Registration is automatic: any SolverStrategy subclass is added to the registry at class-definition time via __init_subclass__. Aliases are supported via the _aliases class attribute.

Problem descriptors

  • EigenProblem ; Standard Hermitian: H x = λ x. Accepts explicit matrix OR matrix-free matvec callable.

  • GeneralizedEigenProblem ; Generalized: H x = λ S x. Auto-reduces via canonical orthogonalization when the solver doesn’t support it.

  • InteriorEigenProblem ; Interior eigenvalues near shift σ. Auto-reduces via shift-and-invert spectral transformation.

  • SCFStep ; Fock-matrix diagonalization step in an orthogonalized basis. Carries the orthogonalizer X, occupation count, and optional previous MO coefficients for warm-start/subspace recycling.

Extending ; adding a new solver

class MySolver(SolverStrategy):
    _aliases = ["mysolver", "my"]
    supports_extremal = True
    supports_matrix_free = True

    def solve(self, problem, options):
        # ... your algorithm ...
        return SolverResult(eigenvalues=..., eigenvectors=..., ...)

After class definition, it’s immediately available via solve_eigenproblem(..., solver="mysolver").

SCF accelerators (separate subsystem)

SCF convergence acceleration (DIIS, EDIIS, KDIIS, ADIIS, level shift, dynamic damping, Newton/SOSCF/TRAH) is a separate subsystem from the diagonalization framework. Accelerators operate on the Fock/density matrices between diagonalizations. They are selected via opts.scf_accelerator and the second-order threshold fields. See docs/user_guide/scf_convergence.md for the full accelerator guide.

References

  • Davidson, E. R. J. Comput. Phys. 17, 87-94 (1975). DOI: 10.1016/0021-9991(75)90065-0

  • Liu, B. NRCC Workshop on Numerical Algorithms in Chemistry, LBL-8158 (1978). Block generalization of Davidson.

  • Knyazev, A. V. SIAM J. Sci. Comput. 23, 517-541 (2001). DOI: 10.1137/S1064827500366124 ; LOBPCG.

  • Kresse, G. & Furthmüller, J. Phys. Rev. B 54, 11169 (1996). VASP-style blocked Davidson for Kohn-Sham.

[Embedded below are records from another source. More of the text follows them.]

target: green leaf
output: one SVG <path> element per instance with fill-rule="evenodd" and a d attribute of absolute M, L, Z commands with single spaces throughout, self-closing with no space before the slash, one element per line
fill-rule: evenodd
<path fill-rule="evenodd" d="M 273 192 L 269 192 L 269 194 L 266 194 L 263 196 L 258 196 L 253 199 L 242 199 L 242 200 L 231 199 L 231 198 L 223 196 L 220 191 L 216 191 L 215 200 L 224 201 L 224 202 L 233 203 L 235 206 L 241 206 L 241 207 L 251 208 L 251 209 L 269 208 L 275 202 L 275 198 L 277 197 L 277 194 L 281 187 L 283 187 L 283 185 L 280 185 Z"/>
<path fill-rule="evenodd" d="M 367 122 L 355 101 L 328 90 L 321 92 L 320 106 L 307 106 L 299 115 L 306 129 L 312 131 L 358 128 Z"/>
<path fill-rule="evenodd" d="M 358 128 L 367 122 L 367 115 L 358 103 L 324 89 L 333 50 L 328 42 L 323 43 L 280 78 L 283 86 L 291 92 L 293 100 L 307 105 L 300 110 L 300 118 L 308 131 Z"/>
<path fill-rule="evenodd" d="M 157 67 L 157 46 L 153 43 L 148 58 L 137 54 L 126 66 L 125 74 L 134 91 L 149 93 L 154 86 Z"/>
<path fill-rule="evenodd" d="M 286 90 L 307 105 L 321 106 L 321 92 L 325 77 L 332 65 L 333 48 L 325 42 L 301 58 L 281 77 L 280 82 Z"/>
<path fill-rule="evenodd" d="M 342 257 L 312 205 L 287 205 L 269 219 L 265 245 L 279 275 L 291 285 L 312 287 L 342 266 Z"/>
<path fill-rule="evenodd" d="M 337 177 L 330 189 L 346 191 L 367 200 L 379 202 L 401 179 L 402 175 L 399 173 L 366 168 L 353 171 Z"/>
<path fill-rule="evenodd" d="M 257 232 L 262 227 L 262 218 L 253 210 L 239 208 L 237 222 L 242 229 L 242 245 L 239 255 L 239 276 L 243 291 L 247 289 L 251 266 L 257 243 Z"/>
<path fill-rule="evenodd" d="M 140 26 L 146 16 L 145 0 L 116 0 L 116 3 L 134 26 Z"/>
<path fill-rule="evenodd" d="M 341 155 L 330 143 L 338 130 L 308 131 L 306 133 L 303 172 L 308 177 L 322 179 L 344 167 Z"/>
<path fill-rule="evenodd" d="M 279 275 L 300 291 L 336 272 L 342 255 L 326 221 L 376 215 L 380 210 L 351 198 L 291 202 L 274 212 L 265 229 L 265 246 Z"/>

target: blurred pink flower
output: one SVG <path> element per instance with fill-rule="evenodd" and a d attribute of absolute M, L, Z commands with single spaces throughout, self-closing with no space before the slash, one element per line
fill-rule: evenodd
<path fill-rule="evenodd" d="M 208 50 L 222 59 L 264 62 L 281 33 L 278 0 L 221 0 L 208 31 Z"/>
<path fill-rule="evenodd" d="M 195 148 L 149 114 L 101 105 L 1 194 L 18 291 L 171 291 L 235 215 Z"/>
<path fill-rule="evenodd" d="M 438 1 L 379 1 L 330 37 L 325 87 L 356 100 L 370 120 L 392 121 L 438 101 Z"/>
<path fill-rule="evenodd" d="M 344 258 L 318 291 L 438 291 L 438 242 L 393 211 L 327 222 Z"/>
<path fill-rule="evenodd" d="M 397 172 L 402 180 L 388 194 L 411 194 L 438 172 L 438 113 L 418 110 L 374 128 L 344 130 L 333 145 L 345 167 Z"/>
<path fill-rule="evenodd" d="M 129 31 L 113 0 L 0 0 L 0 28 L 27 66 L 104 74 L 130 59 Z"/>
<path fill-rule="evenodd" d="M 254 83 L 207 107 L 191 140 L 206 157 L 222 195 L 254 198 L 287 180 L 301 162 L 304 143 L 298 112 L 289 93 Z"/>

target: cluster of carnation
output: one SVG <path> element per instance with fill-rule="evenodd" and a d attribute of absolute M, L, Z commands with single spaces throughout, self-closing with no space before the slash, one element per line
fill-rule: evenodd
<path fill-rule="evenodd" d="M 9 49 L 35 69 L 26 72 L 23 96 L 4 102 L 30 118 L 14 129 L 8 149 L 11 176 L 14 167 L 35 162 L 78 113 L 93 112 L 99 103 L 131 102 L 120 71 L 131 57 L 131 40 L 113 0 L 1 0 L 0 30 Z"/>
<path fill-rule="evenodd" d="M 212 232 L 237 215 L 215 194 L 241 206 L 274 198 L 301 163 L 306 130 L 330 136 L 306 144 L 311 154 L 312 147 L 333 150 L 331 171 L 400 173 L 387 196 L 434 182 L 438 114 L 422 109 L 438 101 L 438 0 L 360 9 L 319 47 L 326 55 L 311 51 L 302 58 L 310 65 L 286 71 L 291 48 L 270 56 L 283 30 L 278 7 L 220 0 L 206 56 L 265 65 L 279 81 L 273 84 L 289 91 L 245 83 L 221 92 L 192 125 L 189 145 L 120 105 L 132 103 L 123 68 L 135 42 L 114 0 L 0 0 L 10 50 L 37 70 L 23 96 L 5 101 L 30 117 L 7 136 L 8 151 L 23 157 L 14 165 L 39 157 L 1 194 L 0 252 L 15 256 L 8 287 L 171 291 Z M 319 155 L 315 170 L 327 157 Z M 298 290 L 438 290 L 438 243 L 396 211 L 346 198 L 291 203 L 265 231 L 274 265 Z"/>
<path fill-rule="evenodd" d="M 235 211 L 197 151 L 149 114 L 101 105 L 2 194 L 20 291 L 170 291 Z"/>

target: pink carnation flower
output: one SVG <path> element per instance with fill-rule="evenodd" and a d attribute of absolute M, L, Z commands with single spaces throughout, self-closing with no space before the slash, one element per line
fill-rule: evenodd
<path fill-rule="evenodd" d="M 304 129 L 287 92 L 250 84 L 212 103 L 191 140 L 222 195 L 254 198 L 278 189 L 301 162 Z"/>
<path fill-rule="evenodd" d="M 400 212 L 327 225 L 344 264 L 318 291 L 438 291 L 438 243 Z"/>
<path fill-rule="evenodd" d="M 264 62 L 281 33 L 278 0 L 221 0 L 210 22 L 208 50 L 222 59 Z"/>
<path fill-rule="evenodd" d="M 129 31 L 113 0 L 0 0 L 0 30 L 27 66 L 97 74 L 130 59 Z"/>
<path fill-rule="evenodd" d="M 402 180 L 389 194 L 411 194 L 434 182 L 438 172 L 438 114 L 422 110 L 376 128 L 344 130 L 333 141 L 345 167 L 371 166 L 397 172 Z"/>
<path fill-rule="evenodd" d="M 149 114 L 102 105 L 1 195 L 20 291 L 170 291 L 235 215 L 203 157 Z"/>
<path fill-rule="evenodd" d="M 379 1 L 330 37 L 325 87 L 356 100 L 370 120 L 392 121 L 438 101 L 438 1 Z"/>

  • Saunders, V. R. & Hillier, I. H. Int. J. Quantum Chem. 7, 699-705 (1973). DOI: 10.1002/qua.560070505 ; Level shifting.

  • Pulay, P. Chem. Phys. Lett. 73, 393-398 (1980). DIIS.

  • Kudin, K. N., Scuseria, G. E. & Cancès, E. J. Chem. Phys. 116, 8255 (2002). EDIIS.

  • Hu, X. & Yang, W. J. Chem. Phys. 132, 054109 (2010). ADIIS.

  • Kollmar, C. Int. J. Quantum Chem. 105, 685 (2005). KDIIS.

  • Neese, F. Chem. Phys. Lett. 325, 93-98 (2000). SOSCF.

  • Helmich-Paris, B. J. Chem. Phys. 156, 054104 (2022). TRAH.

  • Sleijpen, G. L. G. & Van der Vorst, H. A. SIAM J. Matrix Anal. Appl. 17, 401-425 (1996). DOI: 10.1137/S0895479894270427 ; Jacobi-Davidson.